ZEIT: Die Rolle, mit der Sie bekannt wurden, war die des Arztes Julian Bashir in dem Star Trek-Ableger Deep Space Nine: Er wird von einem Geheimdienst rekrutiert, der jenen schmutzigen Krieg im All führt, den die ehrenwerte Sternenflotte nicht führen darf. Erinnert Sie diese Konstellation an etwas?
Siddig: Ja, Amerika agiert anders als die UN nach dem Motto: »Der Zweck heiligt die Mittel«. Aber das ist falsch. Deep Space Nine war eine sehr prophetische Serie, die nicht nur schwarz-weiß zeichnete. Da gab es die Sternenkrieger, die Freiheitskämpfer und gleichzeitig Terroristen waren.
ZEIT: Deep Space Nine behandelte politische Themen wie Krieg, Besatzung, Fundamentalismus. Brauchen wir eine neue Deep Space Nine-Folge?

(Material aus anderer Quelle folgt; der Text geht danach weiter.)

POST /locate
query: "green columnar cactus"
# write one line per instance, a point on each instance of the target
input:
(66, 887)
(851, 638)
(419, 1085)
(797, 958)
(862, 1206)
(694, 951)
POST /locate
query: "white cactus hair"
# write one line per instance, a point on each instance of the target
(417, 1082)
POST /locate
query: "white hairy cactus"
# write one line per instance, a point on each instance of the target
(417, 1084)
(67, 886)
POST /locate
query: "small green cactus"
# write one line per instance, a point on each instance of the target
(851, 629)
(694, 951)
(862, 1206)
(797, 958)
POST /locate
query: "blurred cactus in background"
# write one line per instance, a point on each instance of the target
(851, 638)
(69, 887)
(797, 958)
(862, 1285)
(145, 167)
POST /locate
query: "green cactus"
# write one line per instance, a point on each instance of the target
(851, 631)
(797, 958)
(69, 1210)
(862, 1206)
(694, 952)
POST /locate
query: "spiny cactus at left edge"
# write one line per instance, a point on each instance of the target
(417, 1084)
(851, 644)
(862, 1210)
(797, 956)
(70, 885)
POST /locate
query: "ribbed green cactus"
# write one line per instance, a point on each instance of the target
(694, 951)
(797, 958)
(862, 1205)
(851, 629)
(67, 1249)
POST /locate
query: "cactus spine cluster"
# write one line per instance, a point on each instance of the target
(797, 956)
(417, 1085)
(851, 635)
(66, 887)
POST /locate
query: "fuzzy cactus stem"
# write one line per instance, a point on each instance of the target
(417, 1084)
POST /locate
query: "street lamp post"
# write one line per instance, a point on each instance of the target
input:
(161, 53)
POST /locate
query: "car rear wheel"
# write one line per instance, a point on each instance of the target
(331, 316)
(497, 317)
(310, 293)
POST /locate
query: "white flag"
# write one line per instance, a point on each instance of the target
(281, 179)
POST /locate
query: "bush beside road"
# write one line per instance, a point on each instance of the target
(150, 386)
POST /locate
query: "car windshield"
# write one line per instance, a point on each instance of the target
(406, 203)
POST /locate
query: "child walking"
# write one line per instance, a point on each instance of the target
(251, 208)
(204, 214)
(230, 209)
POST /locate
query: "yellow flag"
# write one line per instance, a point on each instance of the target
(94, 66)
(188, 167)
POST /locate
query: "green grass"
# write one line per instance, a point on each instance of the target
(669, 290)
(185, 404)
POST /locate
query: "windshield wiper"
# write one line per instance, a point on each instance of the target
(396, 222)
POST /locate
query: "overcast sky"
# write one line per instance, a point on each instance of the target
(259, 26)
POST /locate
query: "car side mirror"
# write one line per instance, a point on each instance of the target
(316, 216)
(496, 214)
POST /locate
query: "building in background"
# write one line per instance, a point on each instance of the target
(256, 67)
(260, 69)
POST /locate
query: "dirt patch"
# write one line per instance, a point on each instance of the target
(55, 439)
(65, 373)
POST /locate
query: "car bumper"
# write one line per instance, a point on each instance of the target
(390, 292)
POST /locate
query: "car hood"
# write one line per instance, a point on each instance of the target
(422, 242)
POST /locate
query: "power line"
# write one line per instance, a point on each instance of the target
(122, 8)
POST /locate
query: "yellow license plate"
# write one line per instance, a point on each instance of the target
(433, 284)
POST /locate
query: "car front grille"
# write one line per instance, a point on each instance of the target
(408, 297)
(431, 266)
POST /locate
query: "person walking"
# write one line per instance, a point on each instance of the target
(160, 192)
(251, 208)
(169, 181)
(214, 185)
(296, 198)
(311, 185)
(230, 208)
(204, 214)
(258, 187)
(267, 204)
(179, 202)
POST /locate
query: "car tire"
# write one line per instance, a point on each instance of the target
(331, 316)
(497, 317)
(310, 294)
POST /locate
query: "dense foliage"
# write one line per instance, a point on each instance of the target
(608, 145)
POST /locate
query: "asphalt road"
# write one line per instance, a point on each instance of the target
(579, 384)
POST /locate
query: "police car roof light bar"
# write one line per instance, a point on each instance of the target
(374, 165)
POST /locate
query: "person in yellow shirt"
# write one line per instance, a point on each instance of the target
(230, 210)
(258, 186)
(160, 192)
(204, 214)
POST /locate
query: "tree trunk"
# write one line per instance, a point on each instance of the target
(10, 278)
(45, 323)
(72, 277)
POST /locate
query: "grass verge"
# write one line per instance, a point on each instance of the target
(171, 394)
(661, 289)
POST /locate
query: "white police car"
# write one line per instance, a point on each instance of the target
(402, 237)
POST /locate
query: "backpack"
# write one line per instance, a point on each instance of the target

Siddig: Nein, dazu war die Serie viel zu düster. Momentan wollen Amerikaner so etwas nicht sehen, schon die Filme über den Irakkrieg liefen schlecht an der Kasse, ob das nun Rendition war oder In the Valley of Elah. Keiner hat die Kosten wieder eingespielt. Nur mit Filmen wie Spiderman, wo die Guten mit viel Special Effects die Bösen besiegen, wird noch richtig Geld verdient. Es gibt zwar eine Nische für unabhängige Filme, deshalb hat sich Syriana gut geschlagen, aber ein Blockbuster war das auch nicht.
ZEIT: Wird sich das ändern, falls die Demokraten im Weißen Haus ans Ruder kommen?
Siddig: Ich glaube nicht, dass Obama Präsident wird. Die Amerikaner werden nicht für einen schwarzen Mann stimmen. Aber Hollywood hat ohnehin schon mehr für die Verständigung mit der arabischen Welt getan als Washington. So hat Kingdom of Heaven die Kreuzzüge recht real dargestellt, da waren die Christen die Bösen, die aus Gier den Mittleren Osten zerstörten und ausraubten.
ZEIT: Sie selber leben nicht mehr in Hollywood, sondern in England.
Siddig: Ich bin dort weggezogen aus persönlichen Gründen. Deep Space Nine war abgedreht, Bush kam an die Regierung, und ich wurde von meiner Frau, Nana Visitor, geschieden. Aber vor allem hatte ich es satt, zu leben, nur um Geld zu verdienen, und mehr passiert in Hollywood nicht. Ganz generell hat die amerikanische Gesellschaft ein sehr idealisierendes Verhältnis zu Geld, sie verehrt es. Aber es ist schmerzhaft, so zu leben. Ich erlebte in Hollywood Respekt, weil ich viele Dollar verdient habe, und ich wusste, ich verliere Respekt, wenn ich weniger Dollar verdiene. In England genießt ein Dichter oder ein Maler Respekt, auch wenn er arm ist. In England ist meine Seele zu Hause, denn dort bin ich aufgewachsen.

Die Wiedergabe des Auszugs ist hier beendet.